Funnily enough, the release from fear comes from two main sources: statistics and psychology. Statistics reveal the true odds of common fears—these can be inflated so as to create an atmosphere of threat. People, as herd animals, will gladly give more power to the alpha male when serious treat is perceived (don’t kid yourself, politicians have long known this). Psychology enters the scenario because people think with both reason and emotion. Our immediate, visceral response (the “gut reaction”) is instantaneous and powerful, developed from millennia of evolution. It is, however, irrational. Reasoned responses, often better for us, take longer and people do not like to force themselves to think hard. We have a whole educational system to prove that. Faced with hard thinking or quick solving, which do you prefer? Be honest now!

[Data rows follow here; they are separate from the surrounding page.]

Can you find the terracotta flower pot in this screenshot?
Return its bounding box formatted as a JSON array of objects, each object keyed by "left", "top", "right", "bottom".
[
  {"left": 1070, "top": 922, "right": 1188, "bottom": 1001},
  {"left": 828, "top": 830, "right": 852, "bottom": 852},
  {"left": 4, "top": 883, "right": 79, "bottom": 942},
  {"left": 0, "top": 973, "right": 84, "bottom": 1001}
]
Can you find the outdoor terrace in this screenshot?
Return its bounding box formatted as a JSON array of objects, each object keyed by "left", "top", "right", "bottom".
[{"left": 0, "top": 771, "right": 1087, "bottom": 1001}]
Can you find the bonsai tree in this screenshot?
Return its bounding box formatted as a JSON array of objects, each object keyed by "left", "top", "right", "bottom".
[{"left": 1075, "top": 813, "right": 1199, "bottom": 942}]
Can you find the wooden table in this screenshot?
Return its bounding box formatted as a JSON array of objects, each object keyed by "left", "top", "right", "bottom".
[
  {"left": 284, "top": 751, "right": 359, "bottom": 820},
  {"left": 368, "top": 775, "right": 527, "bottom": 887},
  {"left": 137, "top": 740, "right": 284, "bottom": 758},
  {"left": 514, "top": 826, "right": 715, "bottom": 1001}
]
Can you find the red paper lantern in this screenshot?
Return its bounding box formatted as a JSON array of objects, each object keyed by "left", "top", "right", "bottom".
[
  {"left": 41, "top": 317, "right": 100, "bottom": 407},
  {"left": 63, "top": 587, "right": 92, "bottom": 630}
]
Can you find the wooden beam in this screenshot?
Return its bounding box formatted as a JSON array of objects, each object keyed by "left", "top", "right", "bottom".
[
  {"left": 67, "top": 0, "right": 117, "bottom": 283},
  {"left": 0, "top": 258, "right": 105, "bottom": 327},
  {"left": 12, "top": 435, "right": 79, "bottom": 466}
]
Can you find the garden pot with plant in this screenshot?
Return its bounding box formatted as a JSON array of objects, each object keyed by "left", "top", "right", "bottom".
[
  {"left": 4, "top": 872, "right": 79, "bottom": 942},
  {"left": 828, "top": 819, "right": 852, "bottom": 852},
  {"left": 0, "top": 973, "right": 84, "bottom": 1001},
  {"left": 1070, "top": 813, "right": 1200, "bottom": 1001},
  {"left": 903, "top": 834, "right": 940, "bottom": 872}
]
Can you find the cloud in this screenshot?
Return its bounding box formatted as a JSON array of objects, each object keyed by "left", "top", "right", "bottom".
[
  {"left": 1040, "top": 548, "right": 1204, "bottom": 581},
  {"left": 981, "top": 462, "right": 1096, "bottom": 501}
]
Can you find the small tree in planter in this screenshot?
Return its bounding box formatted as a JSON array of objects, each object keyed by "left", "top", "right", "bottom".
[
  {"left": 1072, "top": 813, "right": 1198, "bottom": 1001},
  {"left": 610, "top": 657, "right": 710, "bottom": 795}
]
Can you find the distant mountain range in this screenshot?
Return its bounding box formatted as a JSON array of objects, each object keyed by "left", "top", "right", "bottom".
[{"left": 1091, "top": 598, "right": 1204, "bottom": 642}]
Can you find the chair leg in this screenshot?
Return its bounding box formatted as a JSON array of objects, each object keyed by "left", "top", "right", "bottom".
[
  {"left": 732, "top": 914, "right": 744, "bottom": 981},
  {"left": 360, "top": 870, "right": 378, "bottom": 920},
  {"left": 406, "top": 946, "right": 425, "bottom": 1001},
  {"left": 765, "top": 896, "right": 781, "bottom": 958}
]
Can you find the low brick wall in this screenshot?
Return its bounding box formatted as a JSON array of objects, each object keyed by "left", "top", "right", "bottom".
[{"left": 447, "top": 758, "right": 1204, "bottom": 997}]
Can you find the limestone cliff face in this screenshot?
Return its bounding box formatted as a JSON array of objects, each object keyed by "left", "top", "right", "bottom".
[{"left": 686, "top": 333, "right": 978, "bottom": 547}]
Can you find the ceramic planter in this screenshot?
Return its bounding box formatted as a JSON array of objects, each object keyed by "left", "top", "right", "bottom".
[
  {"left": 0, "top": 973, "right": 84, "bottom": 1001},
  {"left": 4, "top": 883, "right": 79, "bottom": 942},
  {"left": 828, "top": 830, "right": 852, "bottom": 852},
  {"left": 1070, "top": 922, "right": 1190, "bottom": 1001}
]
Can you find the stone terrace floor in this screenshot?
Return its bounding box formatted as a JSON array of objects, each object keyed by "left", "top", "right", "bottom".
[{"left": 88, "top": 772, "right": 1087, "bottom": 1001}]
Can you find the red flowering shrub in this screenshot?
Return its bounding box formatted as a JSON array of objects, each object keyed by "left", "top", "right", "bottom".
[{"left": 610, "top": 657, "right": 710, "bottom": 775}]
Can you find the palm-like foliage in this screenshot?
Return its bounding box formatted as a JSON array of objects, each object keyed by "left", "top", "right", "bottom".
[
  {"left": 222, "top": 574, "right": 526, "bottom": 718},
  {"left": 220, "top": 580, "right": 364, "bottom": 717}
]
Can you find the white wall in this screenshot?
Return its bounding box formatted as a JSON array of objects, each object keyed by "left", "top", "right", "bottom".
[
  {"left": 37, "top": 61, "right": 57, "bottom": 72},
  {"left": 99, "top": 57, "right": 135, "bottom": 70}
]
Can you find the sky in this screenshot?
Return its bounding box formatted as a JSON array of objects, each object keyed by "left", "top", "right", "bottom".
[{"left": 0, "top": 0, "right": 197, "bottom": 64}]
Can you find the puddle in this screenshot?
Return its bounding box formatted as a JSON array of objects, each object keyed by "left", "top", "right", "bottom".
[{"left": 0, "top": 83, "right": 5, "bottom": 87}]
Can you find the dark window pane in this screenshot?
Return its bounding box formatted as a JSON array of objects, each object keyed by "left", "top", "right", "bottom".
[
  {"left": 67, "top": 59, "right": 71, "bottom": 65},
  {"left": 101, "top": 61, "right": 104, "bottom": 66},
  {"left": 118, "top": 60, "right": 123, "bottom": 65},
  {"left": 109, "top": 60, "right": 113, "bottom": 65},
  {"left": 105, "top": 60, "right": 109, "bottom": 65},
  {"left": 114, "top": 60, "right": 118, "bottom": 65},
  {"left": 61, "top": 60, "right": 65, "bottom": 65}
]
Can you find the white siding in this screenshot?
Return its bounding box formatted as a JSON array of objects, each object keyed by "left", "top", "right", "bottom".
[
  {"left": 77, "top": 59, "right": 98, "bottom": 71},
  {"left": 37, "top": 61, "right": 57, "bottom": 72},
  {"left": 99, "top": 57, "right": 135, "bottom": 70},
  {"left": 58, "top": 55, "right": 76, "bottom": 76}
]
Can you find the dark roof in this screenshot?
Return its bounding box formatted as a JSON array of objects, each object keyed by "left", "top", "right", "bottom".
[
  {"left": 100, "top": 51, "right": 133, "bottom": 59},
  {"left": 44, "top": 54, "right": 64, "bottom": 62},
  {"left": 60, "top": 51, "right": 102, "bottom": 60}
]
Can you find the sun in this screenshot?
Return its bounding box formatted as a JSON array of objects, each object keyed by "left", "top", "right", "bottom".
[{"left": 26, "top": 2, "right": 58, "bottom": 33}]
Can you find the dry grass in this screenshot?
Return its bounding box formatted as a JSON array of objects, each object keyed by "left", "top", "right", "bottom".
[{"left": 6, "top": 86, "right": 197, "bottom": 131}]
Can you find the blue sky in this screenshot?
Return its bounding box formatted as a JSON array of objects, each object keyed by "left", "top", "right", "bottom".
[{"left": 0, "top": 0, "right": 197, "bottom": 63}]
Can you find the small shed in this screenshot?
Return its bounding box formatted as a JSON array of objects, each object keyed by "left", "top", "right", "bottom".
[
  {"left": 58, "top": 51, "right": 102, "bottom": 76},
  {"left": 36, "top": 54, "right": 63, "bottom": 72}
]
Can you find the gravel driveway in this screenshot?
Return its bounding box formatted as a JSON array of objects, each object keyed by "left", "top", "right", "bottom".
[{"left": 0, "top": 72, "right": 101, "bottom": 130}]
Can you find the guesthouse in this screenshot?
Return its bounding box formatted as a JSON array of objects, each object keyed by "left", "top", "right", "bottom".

Ultimately The Science of Fear is an optimistic book. Being made aware of the problem is half the struggle. Garden-variety fear is fine. Systemic fear paralyzes. Religion is often defined as one of the building blocks of culture. Instead of offering release from fear, religions frequently add their own ingredients for recipes of even greater fear. The concept of Hell is a great example: think of the worse thing you possibly can. Multiply it by several orders of magnitude. Repeat. And repeat. You’re still not even close to how bad Hell is. There’s your motivation right there. Place that religion in the midst of a society rich with natural resources and led by schemers who know that xenophobia increases power, and voila! Paradise on earth for some, a life of fear for the rest. Manipulation characterizes both the evolution of religions and societies. Gardner doesn’t directly address the religious side, but that’s the beauty of reason: he doesn’t have to. The cycle can be broken; think of Mark Twain’s words I’ve selected as a title. Think hard.